Big Fish Casino is, according to a federal appeals court, an illegal gambling operation under Washington State law. Judge Milan D. Smith of the Ninth Circuit of U.S. Court of Appeals handed down his decision earlier this week as part of a case that started back in 2015 and now has major implications for the social gaming space.
The case started when a woman named Cheryl Kater sued Big Fish Casino after purchasing $1,000 worth of virtual chips on the site. In an epic fit of buyer’s remorse, Kater then sued the site claiming that her virtual chips were actually constituted something of value, which rendered the whole transaction illegal under Washington State law.
Back in 2016 a district court judge said Kater’s case had no merit but the regretful gambler appealed the decision and found a sympathetic ear in Judge Smith’s courtroom. In his ruling, Smith ripped apart the entire social casino business model and its idea that virtual chips aren’t worth anything saying:
Despite collecting millions in revenue, Churchill Downs, like Captain Renault in Casablanca, purports to be shocked — shocked! — to find that Big Fish Casino could constitute illegal gambling. We are not. We therefore reverse the district court and hold that because Big Fish Casino’s virtual chips are a ‘thing of value,’ Big Fish Casino constitutes illegal gambling under Washington law.
The judge’s ruling doesn’t mean that Kater is the winner and can get her $1,000 back. It merely means that the case has enough merits to be heard in a federal court.

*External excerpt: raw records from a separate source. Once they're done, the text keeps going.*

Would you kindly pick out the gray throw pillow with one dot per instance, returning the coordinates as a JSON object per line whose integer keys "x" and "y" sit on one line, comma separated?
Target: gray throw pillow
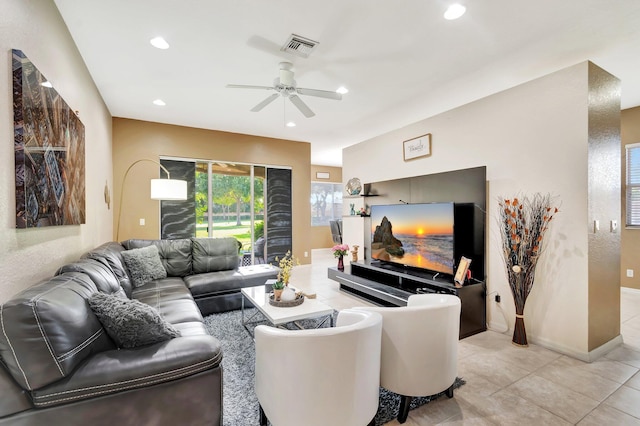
{"x": 130, "y": 323}
{"x": 144, "y": 265}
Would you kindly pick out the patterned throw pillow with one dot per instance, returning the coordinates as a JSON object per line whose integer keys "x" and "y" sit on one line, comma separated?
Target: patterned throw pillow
{"x": 144, "y": 265}
{"x": 129, "y": 322}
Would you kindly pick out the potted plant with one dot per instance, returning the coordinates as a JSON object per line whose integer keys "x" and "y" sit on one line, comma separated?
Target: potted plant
{"x": 339, "y": 251}
{"x": 523, "y": 224}
{"x": 278, "y": 287}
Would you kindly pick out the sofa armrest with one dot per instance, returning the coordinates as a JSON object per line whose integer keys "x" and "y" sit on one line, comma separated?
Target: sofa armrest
{"x": 120, "y": 370}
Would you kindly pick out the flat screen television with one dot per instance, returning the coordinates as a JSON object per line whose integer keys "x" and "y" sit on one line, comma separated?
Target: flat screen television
{"x": 415, "y": 235}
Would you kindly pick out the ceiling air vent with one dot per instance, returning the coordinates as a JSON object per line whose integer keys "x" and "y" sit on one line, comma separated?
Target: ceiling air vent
{"x": 299, "y": 46}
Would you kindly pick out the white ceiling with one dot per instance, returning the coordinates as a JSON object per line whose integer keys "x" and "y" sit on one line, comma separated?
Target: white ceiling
{"x": 401, "y": 61}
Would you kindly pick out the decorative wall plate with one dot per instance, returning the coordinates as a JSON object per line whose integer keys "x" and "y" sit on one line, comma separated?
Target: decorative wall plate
{"x": 353, "y": 186}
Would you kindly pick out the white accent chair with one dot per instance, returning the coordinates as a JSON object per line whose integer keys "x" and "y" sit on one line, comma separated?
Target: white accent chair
{"x": 320, "y": 377}
{"x": 419, "y": 347}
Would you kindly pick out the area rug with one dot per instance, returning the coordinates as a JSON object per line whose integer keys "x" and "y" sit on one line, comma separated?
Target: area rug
{"x": 240, "y": 404}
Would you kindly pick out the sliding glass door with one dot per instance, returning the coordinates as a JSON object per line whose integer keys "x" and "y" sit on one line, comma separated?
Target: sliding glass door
{"x": 251, "y": 203}
{"x": 230, "y": 203}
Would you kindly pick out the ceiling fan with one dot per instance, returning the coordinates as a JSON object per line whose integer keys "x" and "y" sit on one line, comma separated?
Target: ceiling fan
{"x": 284, "y": 85}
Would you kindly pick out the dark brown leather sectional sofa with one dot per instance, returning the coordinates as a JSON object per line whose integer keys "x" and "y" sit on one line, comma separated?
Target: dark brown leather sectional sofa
{"x": 60, "y": 367}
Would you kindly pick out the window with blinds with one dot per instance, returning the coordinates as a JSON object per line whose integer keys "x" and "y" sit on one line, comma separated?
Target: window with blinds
{"x": 633, "y": 184}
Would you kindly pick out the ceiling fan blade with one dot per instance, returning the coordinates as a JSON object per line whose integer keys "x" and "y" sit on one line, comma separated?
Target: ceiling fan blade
{"x": 327, "y": 94}
{"x": 265, "y": 102}
{"x": 304, "y": 109}
{"x": 242, "y": 86}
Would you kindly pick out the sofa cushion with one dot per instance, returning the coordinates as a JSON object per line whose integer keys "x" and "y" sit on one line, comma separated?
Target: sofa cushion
{"x": 214, "y": 282}
{"x": 144, "y": 265}
{"x": 130, "y": 323}
{"x": 47, "y": 330}
{"x": 110, "y": 254}
{"x": 174, "y": 254}
{"x": 171, "y": 298}
{"x": 214, "y": 254}
{"x": 101, "y": 275}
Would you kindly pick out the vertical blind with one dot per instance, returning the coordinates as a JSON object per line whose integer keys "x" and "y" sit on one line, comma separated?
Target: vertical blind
{"x": 633, "y": 184}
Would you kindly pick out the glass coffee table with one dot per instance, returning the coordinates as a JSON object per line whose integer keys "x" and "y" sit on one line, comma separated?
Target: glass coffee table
{"x": 258, "y": 296}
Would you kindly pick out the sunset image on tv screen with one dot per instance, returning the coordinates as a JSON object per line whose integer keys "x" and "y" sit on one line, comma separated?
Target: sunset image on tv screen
{"x": 416, "y": 235}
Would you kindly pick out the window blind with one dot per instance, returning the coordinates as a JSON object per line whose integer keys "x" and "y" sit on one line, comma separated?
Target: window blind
{"x": 633, "y": 184}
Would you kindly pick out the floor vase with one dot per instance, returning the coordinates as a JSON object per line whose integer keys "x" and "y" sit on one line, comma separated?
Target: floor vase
{"x": 519, "y": 332}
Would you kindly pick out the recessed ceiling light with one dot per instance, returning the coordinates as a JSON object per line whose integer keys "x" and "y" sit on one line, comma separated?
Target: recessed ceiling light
{"x": 159, "y": 42}
{"x": 454, "y": 11}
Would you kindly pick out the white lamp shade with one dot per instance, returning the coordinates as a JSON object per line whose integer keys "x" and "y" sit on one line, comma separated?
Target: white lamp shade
{"x": 168, "y": 189}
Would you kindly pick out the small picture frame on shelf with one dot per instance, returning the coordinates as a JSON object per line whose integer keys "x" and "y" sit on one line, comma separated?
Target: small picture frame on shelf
{"x": 461, "y": 273}
{"x": 417, "y": 147}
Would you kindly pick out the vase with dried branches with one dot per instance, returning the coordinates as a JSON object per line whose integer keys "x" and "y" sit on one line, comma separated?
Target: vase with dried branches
{"x": 524, "y": 223}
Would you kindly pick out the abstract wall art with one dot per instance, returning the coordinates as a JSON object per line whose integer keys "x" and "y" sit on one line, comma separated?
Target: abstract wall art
{"x": 49, "y": 151}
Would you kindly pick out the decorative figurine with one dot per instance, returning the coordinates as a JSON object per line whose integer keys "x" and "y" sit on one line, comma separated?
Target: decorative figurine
{"x": 354, "y": 253}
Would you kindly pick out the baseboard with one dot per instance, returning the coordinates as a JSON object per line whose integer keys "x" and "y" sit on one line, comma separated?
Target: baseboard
{"x": 498, "y": 327}
{"x": 591, "y": 356}
{"x": 630, "y": 290}
{"x": 582, "y": 356}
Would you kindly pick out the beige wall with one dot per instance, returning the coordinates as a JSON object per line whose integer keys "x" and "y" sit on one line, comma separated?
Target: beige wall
{"x": 630, "y": 259}
{"x": 321, "y": 235}
{"x": 133, "y": 140}
{"x": 532, "y": 138}
{"x": 29, "y": 255}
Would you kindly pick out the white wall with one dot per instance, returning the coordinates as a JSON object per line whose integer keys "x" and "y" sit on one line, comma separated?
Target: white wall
{"x": 532, "y": 138}
{"x": 29, "y": 255}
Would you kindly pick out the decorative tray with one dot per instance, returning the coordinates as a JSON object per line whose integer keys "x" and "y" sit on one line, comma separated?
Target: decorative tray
{"x": 286, "y": 304}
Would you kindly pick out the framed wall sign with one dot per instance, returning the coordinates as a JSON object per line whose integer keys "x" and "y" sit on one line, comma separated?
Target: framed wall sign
{"x": 417, "y": 147}
{"x": 461, "y": 273}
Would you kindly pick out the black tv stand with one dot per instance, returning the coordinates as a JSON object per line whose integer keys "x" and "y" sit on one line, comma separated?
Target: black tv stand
{"x": 390, "y": 285}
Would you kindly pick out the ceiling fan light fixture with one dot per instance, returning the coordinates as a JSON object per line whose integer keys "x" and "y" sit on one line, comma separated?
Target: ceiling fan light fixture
{"x": 454, "y": 11}
{"x": 159, "y": 42}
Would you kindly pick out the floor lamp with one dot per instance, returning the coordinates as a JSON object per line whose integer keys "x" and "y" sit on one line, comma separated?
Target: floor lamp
{"x": 161, "y": 189}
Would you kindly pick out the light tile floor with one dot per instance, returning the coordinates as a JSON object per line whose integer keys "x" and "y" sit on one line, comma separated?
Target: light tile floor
{"x": 507, "y": 385}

The owners of Big Fish Casino, Aristocrat Leisure Ltd., can’t be too happy about the ruling. They purchased the site back in November for nearly $1 billion from Churchill Downs and could not possibly be interested in spending that much money for a site that could potentially be ruled illegal in any number of US States.
Industry watchers will be keeping a close eye on this case, which does have significant ramifications for the social casino sector.